Tuesday, November 27, 2012

I'm Not All Right, I'm Not Okay, But I'll Seem Fine Anyway


Because I'm thinking about her a lot, I just have to point out just how well my Nana knew me. Apparently, she had started sorting out which of her things went to who in the family before she died. I have never, ever been one to get or want fancy jewelry. Any of you who have met me know this. Nana did, too. She left me a few items of jewelry that to most people would be simple, but to me mean everything.

She left me a gold ring with three small opals in it; an opal pendant surrounded by small diamonds and on a gold chain; a small cameo pendant that was one of the first pictures taken of Chey for Kindergarten; and what looks to be a very old bronze or rose gold ring that originally had three stones in it, but one is missing. I don't know what it is or even what the tiny stones are, but it means the world to me because it's a mystery and something she wanted me to have. She knew these small items (small to most people) would be things I cherished because they came from her.

I came home and realized that after the fire, I don't have any pictures of Nana and I together any longer because the photo album was on the shelf of notebooks by the fireplace. I don't have any photos of any of my family because all of them had been going into that album.

My Uncle Robby let me bring back one of Nana's stuffed bears home with me, but now I wonder if I can ask him and Derek for another after all that's happened. It seems silly, but Nana and I collected stuffed animals and dolls together and right now, I really could use some help feeling her with me.

Because right now, I barely do and it keeps tearing me up inside that I can't feel her and I can't get the grief to come out.

Sunday, November 18, 2012

House Fire


I am exhausted, in pain, not feeling well and have the taste of soot in my mouth and lungs.  Bah.

We got a lot done, today, thanks to the help of some wonderful people. I think that all of the surviving furniture except what is in my room was shuffled off to the storage unit. Chey salvaged what she could from her room and I got a great deal of packing done in mine. Even with wearing a face mask, my chest is still hurting -- possibly from the asthma attack that knocked me out of being able to do much for awhile.  It should have stopped me for the day, but I felt bad about asking people to pack stuff up of mine without being there to help.

All that's left for me to pack up seems to be clothing, books and computer stuff and action figures/stuffed animals from the back room and bedclothes and whatever is in my closet.  Most of everything will be going to the storage space until we get a new place. I have no idea what shape the mattress beneath the sodden bedding is in.  I just know that being in the house was not a pleasant thing -- and we get to do it all again tomorrow.

I look forward to a long night of sleep in the future where I don't need to get up early for anything.  For now, I'm with Kajivar and Cheyenne  at Kajivar's hotel room.

See, what happened was that when Chey and I were at a memorial service for our Nana in Arizona, the other two roommates managed to set the house on fire.
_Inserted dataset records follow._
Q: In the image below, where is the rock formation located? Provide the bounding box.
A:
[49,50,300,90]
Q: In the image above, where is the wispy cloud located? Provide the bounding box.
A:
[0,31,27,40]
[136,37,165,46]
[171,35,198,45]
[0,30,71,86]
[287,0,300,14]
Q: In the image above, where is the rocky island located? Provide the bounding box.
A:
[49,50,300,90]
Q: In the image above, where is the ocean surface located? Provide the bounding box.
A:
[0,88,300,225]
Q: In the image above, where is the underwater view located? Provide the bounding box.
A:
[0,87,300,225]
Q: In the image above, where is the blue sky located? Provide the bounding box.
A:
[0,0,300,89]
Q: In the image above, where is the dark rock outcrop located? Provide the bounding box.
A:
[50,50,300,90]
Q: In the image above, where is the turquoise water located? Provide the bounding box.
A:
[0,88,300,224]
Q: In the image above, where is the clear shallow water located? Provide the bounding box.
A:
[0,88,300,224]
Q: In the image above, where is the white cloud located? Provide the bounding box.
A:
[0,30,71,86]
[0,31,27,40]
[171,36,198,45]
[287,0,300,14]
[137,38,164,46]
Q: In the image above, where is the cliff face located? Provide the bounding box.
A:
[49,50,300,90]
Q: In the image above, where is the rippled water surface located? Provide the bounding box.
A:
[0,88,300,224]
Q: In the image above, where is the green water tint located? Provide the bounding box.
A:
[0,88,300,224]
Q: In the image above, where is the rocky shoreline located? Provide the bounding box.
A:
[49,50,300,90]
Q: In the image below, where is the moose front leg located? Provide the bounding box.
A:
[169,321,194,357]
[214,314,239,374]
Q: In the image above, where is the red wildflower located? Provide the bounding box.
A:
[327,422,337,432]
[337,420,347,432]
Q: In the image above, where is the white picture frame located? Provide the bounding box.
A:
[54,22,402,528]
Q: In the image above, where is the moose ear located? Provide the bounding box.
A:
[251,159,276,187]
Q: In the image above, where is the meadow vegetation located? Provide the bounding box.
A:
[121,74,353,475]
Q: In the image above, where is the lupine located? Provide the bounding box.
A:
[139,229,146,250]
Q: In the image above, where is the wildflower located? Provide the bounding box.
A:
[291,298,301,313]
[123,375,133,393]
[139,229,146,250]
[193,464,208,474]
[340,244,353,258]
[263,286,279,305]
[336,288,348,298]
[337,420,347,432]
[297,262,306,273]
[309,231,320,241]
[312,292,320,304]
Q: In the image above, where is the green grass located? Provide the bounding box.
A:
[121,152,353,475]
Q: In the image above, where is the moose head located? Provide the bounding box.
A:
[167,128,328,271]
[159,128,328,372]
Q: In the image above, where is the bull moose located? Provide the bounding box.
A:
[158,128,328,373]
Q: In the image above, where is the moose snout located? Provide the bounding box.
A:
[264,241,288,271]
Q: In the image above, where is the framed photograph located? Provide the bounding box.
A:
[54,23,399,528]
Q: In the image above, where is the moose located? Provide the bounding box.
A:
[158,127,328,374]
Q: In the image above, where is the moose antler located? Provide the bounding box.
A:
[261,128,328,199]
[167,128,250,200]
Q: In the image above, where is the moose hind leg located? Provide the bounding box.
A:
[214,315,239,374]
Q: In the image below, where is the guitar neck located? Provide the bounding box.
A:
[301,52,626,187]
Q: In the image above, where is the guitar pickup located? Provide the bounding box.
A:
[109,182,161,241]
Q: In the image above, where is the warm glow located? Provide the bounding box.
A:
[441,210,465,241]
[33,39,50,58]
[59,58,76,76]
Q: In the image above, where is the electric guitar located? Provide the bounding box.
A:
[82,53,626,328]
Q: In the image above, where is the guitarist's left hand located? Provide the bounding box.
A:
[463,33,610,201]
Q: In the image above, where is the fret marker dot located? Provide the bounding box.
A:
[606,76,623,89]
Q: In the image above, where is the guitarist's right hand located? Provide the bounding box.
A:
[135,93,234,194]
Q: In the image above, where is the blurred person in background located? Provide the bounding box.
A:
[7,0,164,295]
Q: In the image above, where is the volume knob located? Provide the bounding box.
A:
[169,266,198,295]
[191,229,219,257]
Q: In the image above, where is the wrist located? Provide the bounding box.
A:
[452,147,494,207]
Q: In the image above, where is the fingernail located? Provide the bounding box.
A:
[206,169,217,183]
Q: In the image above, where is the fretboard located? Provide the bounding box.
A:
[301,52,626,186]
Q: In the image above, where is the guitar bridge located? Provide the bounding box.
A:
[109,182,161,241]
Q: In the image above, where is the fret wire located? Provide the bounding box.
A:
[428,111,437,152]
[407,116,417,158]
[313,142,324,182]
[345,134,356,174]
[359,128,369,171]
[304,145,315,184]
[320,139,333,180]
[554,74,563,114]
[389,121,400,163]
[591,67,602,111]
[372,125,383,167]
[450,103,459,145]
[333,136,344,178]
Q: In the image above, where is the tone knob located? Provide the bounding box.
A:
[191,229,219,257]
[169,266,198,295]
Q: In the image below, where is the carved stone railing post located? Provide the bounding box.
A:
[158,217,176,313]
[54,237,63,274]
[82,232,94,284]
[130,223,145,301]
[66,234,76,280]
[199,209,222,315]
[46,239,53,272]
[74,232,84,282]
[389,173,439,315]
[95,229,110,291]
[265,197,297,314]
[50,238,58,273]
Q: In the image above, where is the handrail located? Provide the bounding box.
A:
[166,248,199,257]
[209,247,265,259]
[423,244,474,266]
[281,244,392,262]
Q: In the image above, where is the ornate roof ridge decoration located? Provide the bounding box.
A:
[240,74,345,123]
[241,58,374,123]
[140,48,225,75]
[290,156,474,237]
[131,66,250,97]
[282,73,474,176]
We got back to Maryland on Thursday night and wanted to cry when we saw what had happened. We managed to find the cat (Cairo) that had been missing since Monday.

Everything is such a mess. Some of my statues for my deities and muses were destroyed -- as well as two of the witchy rosaries a friend had made and sent to me. Several items of bedding that I loved are still soaked with water and it seems that mildew might already be growing in the mattress.

I'm so angry and scared and frustrated. But I can't have any of those external reactions right now. We have a place to stay for the short term -- up to six months, but we don't want to be in our friend's hair for that long.  We want to be on our own.

The apartment complex we want is one that I fell in love with over the summer but Chey didn't want to leave the neighborhood. She says that's not a worry now. She just wants us to find a place and soon.

Some of our friends have started a fundraiser for us Give Forward so that we can replace lost items and help to get us settled and hopefully find a new apartment. Please donate if you can or boost the signal. I should also have a list up soon of things we are going to be in need of. I also have plenty of friends trying to gather donations of clothing, shoes, warm jackets, towels, wash cloths, blankets, and other essentials.

This whole thing has also caused Chey and I not to be able to go to North Carolina for Thanksgiving like we wanted to so badly.  I wanted to have Thanksgiving with my family that I haven't had one with for about ten years. So, not only did we lose our Nana, lose our home, and the trip to spend down time with relatives. I had to upset my mom and sister by disappointing them when they were making plans.

I just... Chey lost almost everything and I lost some things, too.  I'm just so depressed about all of this. I'm so worried about what else what might happen and my anxiety is killing me.

~Scribal

Thursday, November 1, 2012

...

Everyone keeps telling me that grieving is a process. Apparently part of the process for me is crying because something I wanted on Etsy -- that I can't afford right now, anyway! -- was sold. I do not like this process. In fact, I don't want there to be a process at *all*.  I want to go back to Saturday and have this never have happened.